Sampling a predetermined, fixed size $n$ of independent "samples" from the total population is really just considering the product space $\Omega^n$ with random variables $X_1, \dots, X_n$ endowed with the product measure, thus $X_1 \circ i_1 \sim \dots \sim X_n \circ i_n \sim X$.

If we don't want to fix in advance the number of samples we take, then sampling is just considering the product space $\Omega^{\mathbb{N}}$ with random variables $X_1, \dots, X_n, \dots$ endowed with the product measure, thus $X_1 \circ i_1 \sim \dots \sim X_n \circ i_n \sim \dots \sim X$. Such a construction is possible in the countably infinite case by the Ionescu Tulcea extension theorem, for example, even in many cases when the conditions of Kolmogorov's extension theorem do not apply.

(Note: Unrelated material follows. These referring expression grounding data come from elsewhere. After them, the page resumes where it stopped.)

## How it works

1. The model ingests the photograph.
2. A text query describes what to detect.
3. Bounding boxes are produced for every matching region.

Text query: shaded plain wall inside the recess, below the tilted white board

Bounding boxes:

It is also worth noting that we don't necessarily need to assume that the "copies" of $X$ are independently distributed; using an entirely analogous definition, it would still be possible for $X_1 \circ i_1 \sim \dots \sim X_n \circ i_n \sim \dots \sim X$ without having the product measure on $\Omega^{\mathbb{N}}$ (here I am drawing an implicit distinction between "the" product measure on the product of measure spaces and an arbitrary measure on such a space, which need not equal the canonical such measure.)

Then a "statistic" is any (measurable) function of this sample vector in the finite case or sample sequence in the infinite case.

Because in practice every experiment conducted in real life only takes finitely many variables, references to sample vectors (of an arbitrary, unspecified size $n$) rather than sample sequences will often be more common in statistics-oriented literature, although the greater generality afforded (in some sense) by the limiting case $n \to \infty$ is used very frequently in the pure probability literature (e.g. when discussing random walks or results like the CLT or Law of the Iterated Logarithm). However in the pure probability literature such infinite samples are usually termed "a sequence of identical (independently distributed) random variables" rather than a "sample", even though any sequence of identical random variables is the same type of mathematical object as the unbounded version of the theoretical model of "samples" used by statisticians. Indeed, this correspondence is why the terms "sampling with replacement" and "sampling without replacement" turn up in the pure probability literature. Since the central object of study of statistics are vectors of random variables, this explains why the theory of vector-valued random variables is more prominent or prevalent in the statistical literature than other fields.

For example, we could have a population of particles with velocities distributed as $N(0,1)$. Then a sample would correspond to a vector $(X_1, \dots, X_n)$ with each $X_i$ having the distribution $N(0,1)$.

"In practice" this is the theoretical model for choosing $n$ particles from the population and noting what their velocity is.

Given this sample, we can calculate statistics, for example, the "sample mean" $(X_1 + \dots X_n)/n$.

However, this is in general different from the "mean of the population" (which is 0, the expectation of the normal distribution), since it is a random variable and hence assumes different values randomly depending on which particles we choose. In this case, however, the statistics has the optimal property that its expectation is equal to the population mean (i.e. $E[(X_1 + \dots X_n)/n]=EX$.


When discussing samples, there is a vector-valued random variable $Y$ where the real-valued random variables $Y_i$ are independent and have the same distribution as $X$. Then $\{ x_i \}_{i=1}^n$ is $Y(\omega)$ for some particular $\omega$ in the sample space $\Omega$. Sometimes when we refer to a sample we actually mean $Y$ itself rather than a particular value, it depends on the exact context.